Pew Survey: Europeans See EU As Intrusive and Inefficient, Want to Curb Immigration

Pew Survey: Europeans See EU As Intrusive and Inefficient, Want to Curb Immigration

Millions of voters in the 28 member states of the European Union will head to the polls later this month to cast their ballots in the elections to the European Parliament, yet they overwhelmingly think that their voice is not heard in Brussels, according to survey published by Pew Research, a Washington-based organisation which describes itself as a “fact-tank.”

Majorities in most countries complain that the EU does not understand their needs and is intrusive and inefficient.

They express little enthusiasm for giving the EU greater power on economic issues.

The survey says: “Concern about immigration adds to the public’s disgruntlement.

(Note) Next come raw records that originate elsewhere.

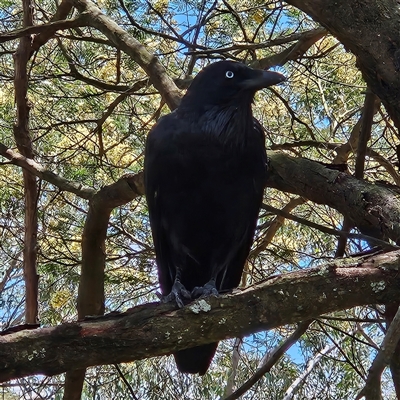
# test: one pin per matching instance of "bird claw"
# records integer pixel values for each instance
(178, 294)
(208, 289)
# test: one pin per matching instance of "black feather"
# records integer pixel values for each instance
(205, 171)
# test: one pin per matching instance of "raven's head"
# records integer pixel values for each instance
(227, 82)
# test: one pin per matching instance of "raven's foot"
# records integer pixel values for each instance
(208, 289)
(179, 294)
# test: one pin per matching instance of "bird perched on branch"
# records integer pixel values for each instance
(205, 171)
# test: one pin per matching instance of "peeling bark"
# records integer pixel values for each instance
(31, 192)
(158, 329)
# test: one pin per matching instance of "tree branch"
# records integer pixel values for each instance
(47, 29)
(273, 358)
(372, 388)
(158, 329)
(41, 172)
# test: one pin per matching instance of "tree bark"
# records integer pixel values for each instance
(370, 30)
(158, 329)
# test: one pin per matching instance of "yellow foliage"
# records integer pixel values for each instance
(161, 6)
(60, 298)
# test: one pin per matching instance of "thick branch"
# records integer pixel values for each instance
(47, 29)
(158, 329)
(24, 144)
(372, 389)
(374, 209)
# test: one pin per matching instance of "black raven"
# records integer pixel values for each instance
(205, 171)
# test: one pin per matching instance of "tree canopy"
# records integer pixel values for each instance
(315, 316)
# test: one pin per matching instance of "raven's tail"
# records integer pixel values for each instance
(195, 360)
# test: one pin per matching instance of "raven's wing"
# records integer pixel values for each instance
(158, 150)
(249, 200)
(204, 199)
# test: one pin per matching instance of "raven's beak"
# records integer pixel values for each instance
(261, 79)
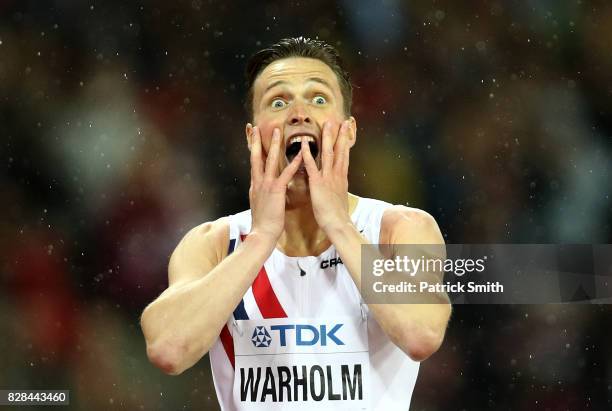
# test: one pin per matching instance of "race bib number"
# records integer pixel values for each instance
(301, 364)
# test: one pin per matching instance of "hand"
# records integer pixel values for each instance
(267, 191)
(329, 186)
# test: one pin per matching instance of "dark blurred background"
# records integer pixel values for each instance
(122, 127)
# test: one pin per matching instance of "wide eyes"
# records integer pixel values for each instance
(279, 103)
(319, 100)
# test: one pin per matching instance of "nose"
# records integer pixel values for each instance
(299, 115)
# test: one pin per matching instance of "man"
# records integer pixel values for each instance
(273, 293)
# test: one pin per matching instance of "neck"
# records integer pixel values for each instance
(302, 236)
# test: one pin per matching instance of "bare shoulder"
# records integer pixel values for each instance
(409, 225)
(199, 251)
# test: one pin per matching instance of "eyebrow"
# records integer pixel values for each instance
(313, 79)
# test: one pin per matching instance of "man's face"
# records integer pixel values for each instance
(297, 95)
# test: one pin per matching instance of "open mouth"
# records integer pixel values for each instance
(295, 145)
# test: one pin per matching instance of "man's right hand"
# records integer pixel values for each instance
(268, 189)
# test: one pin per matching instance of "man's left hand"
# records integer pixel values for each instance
(329, 186)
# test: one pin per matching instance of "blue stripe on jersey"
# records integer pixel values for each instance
(239, 312)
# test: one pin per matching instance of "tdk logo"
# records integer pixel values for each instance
(304, 335)
(261, 337)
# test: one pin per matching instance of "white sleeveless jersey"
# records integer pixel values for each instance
(315, 286)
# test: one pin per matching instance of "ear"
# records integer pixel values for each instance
(249, 134)
(353, 129)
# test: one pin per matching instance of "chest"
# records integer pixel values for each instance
(316, 287)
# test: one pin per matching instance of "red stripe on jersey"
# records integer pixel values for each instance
(266, 300)
(228, 344)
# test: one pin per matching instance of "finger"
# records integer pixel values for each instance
(327, 149)
(290, 170)
(341, 146)
(256, 161)
(272, 161)
(309, 163)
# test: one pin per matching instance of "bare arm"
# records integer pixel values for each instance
(181, 325)
(418, 329)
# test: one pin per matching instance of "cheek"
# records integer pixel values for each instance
(266, 130)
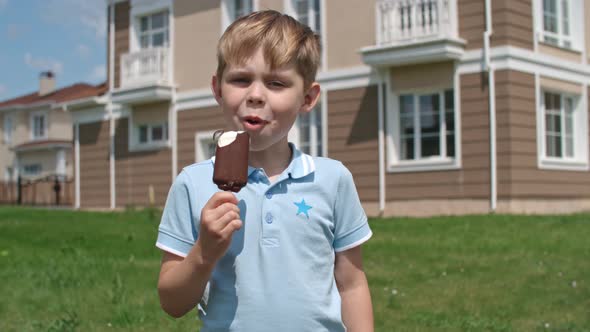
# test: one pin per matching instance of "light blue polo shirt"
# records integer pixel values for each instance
(278, 274)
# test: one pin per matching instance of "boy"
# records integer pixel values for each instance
(284, 253)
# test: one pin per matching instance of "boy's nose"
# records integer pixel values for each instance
(255, 95)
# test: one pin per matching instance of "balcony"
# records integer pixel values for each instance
(414, 31)
(145, 77)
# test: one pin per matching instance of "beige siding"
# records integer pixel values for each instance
(122, 29)
(94, 165)
(60, 125)
(189, 123)
(197, 28)
(560, 52)
(432, 75)
(136, 172)
(526, 179)
(472, 180)
(343, 37)
(512, 23)
(352, 136)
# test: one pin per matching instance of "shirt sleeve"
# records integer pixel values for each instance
(351, 225)
(177, 232)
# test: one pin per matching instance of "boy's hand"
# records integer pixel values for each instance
(220, 218)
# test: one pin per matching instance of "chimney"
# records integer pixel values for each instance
(46, 83)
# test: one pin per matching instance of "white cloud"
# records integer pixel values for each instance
(41, 63)
(14, 31)
(98, 74)
(83, 50)
(89, 15)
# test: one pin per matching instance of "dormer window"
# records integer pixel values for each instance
(153, 30)
(38, 125)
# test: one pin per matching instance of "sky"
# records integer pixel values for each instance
(67, 37)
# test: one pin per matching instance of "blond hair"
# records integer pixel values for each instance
(284, 42)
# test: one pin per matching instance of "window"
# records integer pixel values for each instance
(204, 145)
(32, 169)
(426, 127)
(153, 30)
(8, 129)
(152, 133)
(310, 132)
(308, 13)
(39, 125)
(559, 126)
(557, 23)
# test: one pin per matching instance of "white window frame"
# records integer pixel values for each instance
(8, 128)
(45, 116)
(202, 138)
(394, 164)
(141, 8)
(27, 172)
(575, 16)
(151, 31)
(228, 12)
(133, 133)
(579, 162)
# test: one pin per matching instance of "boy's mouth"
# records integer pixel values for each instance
(253, 122)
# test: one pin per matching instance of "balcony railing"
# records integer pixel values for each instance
(147, 66)
(407, 21)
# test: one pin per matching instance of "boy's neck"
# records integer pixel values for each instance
(274, 160)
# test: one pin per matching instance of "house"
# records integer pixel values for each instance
(36, 137)
(436, 106)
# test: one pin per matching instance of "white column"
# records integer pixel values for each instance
(77, 165)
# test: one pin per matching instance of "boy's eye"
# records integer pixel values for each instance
(276, 84)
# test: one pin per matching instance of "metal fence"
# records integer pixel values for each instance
(51, 190)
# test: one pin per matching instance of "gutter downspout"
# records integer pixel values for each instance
(110, 102)
(489, 67)
(381, 111)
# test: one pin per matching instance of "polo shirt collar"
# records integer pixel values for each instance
(301, 164)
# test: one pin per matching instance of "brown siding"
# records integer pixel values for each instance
(517, 90)
(190, 122)
(471, 14)
(512, 23)
(352, 136)
(94, 164)
(472, 180)
(135, 172)
(122, 26)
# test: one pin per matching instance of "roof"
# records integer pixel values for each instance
(72, 92)
(42, 145)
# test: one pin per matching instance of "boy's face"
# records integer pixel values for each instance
(262, 102)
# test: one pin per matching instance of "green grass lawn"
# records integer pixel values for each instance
(83, 271)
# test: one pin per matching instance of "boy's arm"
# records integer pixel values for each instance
(357, 310)
(182, 281)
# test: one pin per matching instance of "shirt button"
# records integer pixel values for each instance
(269, 218)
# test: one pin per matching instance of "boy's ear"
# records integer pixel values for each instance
(311, 97)
(216, 88)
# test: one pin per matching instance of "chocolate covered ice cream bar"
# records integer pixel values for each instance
(231, 161)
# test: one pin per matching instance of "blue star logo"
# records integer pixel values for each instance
(303, 208)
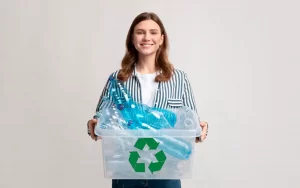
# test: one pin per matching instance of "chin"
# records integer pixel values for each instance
(146, 52)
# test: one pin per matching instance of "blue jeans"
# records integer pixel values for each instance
(153, 183)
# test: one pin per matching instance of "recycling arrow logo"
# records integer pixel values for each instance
(153, 166)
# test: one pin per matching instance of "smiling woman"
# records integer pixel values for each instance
(150, 79)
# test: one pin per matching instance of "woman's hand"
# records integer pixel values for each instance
(204, 126)
(91, 126)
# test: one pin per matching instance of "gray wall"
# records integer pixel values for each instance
(55, 57)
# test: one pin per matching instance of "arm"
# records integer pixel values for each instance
(188, 98)
(101, 104)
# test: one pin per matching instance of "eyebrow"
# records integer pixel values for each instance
(144, 29)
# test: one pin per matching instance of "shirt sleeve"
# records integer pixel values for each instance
(103, 101)
(189, 99)
(188, 96)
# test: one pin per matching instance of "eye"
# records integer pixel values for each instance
(139, 32)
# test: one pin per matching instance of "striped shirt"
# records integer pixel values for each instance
(171, 94)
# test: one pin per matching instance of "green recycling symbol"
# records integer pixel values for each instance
(134, 156)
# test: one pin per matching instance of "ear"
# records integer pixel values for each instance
(162, 39)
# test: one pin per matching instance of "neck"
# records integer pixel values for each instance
(146, 64)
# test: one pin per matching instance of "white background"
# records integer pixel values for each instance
(242, 58)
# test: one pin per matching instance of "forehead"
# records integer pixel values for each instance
(147, 25)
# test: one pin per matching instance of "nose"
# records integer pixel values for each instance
(147, 36)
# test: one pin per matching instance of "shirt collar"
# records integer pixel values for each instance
(134, 72)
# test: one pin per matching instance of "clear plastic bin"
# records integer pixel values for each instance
(145, 154)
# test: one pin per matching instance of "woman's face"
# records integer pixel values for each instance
(147, 37)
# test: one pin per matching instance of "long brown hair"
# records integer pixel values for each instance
(131, 55)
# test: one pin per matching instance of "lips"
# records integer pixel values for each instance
(145, 45)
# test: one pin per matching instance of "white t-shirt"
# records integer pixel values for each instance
(149, 87)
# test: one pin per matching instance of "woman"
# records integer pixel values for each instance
(150, 79)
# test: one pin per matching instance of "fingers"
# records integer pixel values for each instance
(204, 126)
(92, 124)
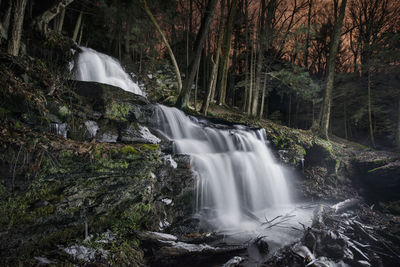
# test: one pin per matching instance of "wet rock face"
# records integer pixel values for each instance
(378, 174)
(69, 192)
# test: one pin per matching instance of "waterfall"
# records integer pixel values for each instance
(237, 173)
(93, 66)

Majorities in Italy, Greece, France and the UK, express a desire to curb immigration, in part because many believe that immigrants fail to assimilate, and that they take citizens’ jobs and government social benefits.”

Moreover, “in most of the countries surveyed, ratings for the EU have yet to return to pre-crisis levels. Italians are increasingly critical of the institution and are divided over whether to keep using the euro as their currency. And Greeks, who have suffered most from the economic downturn, remain deeply sceptical of many aspects of the European project.”

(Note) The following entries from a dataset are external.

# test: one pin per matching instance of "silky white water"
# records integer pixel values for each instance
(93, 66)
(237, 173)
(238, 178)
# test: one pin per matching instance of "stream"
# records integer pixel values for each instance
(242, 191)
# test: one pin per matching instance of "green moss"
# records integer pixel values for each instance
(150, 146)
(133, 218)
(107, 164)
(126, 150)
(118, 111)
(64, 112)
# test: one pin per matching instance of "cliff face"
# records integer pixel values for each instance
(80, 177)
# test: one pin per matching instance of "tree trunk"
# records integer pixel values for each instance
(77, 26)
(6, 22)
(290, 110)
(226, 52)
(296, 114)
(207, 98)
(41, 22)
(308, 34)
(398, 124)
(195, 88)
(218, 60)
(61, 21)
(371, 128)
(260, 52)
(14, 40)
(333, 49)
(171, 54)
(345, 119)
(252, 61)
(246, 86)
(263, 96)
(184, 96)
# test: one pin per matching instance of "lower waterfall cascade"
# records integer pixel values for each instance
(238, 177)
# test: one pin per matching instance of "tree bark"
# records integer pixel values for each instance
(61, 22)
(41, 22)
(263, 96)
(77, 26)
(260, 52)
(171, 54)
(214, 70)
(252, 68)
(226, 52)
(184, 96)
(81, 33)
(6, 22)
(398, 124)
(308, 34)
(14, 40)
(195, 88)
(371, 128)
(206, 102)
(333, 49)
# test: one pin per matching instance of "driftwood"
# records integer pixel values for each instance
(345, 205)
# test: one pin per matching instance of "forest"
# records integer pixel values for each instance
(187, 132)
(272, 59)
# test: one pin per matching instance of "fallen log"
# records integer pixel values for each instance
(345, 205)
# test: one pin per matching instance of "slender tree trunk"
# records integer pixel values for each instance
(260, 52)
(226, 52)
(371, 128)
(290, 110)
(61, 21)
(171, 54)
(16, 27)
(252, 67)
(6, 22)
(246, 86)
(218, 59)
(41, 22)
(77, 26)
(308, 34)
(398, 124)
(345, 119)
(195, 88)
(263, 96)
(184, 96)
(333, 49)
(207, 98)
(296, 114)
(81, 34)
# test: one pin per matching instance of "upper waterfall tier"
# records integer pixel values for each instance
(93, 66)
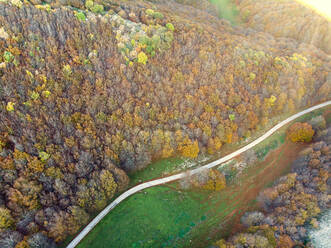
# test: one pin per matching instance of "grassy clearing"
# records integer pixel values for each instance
(155, 170)
(166, 216)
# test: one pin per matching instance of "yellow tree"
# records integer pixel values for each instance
(188, 149)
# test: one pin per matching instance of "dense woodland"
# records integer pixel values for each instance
(292, 205)
(92, 90)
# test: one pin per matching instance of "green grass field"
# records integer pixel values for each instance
(167, 216)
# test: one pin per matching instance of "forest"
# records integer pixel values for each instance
(90, 91)
(292, 204)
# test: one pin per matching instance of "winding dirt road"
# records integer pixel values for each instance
(168, 179)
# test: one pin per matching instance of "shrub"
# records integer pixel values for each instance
(149, 12)
(97, 8)
(170, 27)
(142, 58)
(10, 106)
(89, 4)
(80, 16)
(8, 56)
(6, 219)
(300, 132)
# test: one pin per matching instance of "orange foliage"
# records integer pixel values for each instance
(300, 132)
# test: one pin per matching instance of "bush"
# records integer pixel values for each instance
(300, 132)
(5, 218)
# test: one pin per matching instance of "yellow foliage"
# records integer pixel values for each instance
(10, 106)
(142, 58)
(188, 149)
(36, 165)
(301, 132)
(22, 244)
(108, 183)
(6, 220)
(167, 151)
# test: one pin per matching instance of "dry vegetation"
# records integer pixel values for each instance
(89, 94)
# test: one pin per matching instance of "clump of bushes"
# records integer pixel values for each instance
(300, 132)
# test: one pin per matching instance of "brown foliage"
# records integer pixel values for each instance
(300, 132)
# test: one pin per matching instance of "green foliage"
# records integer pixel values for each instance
(89, 4)
(10, 106)
(300, 132)
(158, 15)
(44, 156)
(67, 70)
(170, 27)
(17, 3)
(97, 8)
(80, 16)
(34, 95)
(149, 12)
(6, 220)
(8, 57)
(142, 58)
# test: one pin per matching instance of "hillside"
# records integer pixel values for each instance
(287, 18)
(90, 91)
(292, 205)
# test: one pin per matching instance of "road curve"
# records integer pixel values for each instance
(160, 181)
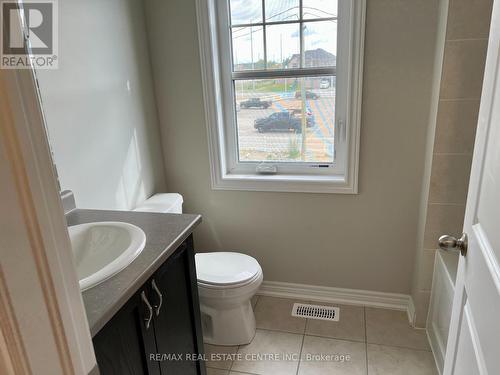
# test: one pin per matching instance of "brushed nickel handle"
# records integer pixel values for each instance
(147, 320)
(450, 243)
(160, 296)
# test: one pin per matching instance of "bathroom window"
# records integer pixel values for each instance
(282, 88)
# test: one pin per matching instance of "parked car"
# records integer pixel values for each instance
(324, 83)
(282, 121)
(309, 95)
(255, 103)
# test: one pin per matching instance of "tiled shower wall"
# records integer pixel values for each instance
(459, 96)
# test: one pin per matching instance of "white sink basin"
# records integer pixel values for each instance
(103, 249)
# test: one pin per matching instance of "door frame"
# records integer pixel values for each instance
(479, 155)
(43, 325)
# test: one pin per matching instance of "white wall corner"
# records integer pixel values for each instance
(411, 311)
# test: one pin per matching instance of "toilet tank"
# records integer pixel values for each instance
(163, 202)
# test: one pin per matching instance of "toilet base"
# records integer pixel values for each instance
(234, 325)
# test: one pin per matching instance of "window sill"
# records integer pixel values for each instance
(285, 183)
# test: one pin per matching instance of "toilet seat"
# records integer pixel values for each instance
(226, 269)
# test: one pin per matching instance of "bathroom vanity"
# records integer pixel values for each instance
(146, 318)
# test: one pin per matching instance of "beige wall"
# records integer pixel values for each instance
(364, 241)
(453, 141)
(100, 105)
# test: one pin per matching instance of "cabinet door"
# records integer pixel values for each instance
(177, 326)
(124, 345)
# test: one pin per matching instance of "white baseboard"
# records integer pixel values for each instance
(337, 295)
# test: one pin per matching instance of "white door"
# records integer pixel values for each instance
(474, 338)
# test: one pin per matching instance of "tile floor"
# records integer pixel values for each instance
(366, 341)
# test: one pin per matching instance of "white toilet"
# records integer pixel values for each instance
(226, 283)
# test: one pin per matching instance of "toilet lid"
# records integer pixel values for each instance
(225, 268)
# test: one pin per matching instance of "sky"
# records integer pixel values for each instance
(282, 40)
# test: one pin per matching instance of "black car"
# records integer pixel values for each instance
(255, 103)
(281, 121)
(309, 95)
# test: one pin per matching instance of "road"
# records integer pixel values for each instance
(286, 145)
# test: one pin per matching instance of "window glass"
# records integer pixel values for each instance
(245, 11)
(320, 43)
(248, 48)
(283, 46)
(319, 9)
(270, 117)
(282, 10)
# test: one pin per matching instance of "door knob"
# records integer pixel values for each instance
(450, 243)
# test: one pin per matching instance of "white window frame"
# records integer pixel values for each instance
(229, 174)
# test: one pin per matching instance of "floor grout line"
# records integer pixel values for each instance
(300, 355)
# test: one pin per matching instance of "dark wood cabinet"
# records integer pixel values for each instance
(172, 341)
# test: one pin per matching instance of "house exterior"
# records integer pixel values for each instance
(314, 58)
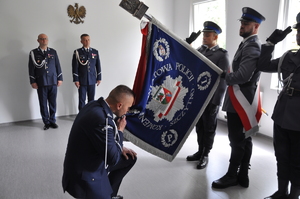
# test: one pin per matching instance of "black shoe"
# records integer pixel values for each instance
(46, 127)
(195, 157)
(278, 195)
(117, 197)
(53, 125)
(243, 181)
(202, 162)
(224, 182)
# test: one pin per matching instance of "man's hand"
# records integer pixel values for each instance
(193, 37)
(223, 74)
(59, 82)
(278, 35)
(34, 85)
(77, 84)
(98, 82)
(121, 123)
(127, 151)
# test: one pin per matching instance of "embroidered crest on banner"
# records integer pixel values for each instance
(167, 98)
(168, 138)
(204, 80)
(161, 49)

Yet the survey shows “support for the European Union may be rebounding just in time for the European Parliament elections. After a dramatic decline in the wake of the euro crisis, EU favourability is now on the rise in France, the United Kingdom, and Germany. And faith in one of the EU’s founding principles – that European economic integration is good for their own country – is up in the UK, Poland and Germany.”

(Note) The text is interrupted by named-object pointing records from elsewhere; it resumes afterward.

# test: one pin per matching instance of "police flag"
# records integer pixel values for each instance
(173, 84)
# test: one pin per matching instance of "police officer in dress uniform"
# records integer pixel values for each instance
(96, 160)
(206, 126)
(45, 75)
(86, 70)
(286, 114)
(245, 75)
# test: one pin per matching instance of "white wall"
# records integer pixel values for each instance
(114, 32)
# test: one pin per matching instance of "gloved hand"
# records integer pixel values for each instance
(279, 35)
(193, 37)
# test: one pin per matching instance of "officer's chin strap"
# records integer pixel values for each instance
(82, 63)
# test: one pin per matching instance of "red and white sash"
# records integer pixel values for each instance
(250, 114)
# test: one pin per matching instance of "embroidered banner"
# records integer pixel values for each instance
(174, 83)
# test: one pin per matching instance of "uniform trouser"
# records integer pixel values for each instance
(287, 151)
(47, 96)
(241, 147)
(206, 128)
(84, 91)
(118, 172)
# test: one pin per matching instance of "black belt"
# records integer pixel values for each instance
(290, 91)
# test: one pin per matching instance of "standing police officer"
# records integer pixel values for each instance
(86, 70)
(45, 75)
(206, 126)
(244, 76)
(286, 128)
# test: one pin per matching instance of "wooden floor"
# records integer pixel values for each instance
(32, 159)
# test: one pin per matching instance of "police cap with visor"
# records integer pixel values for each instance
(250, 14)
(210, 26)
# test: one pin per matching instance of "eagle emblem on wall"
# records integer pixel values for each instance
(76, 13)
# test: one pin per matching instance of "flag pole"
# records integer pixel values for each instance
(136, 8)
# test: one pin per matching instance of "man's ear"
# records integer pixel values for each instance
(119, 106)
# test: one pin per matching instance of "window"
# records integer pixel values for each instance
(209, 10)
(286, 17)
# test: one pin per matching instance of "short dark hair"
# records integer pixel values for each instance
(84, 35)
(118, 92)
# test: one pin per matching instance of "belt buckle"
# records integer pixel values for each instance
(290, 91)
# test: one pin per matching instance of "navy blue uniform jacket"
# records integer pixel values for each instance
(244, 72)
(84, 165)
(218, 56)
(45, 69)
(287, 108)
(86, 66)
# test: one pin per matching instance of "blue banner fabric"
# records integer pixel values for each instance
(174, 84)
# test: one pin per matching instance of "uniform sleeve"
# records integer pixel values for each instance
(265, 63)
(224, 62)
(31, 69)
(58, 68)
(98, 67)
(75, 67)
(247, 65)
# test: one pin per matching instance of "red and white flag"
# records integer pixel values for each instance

Conflicting national politics complicate the upcoming elections: “In the United Kingdom, Italy, Poland and Germany, people on the right of the political spectrum are generally more judgmental of the EU.”

“In Greece and Spain, the institution’s strongest critics are on the left.”

The survey covered 7,022 people in seven European Union member countries – France, Germany, Greece, Italy, Poland, Spain and the United Kingdom – conducted from March 17 to April 9, 2014.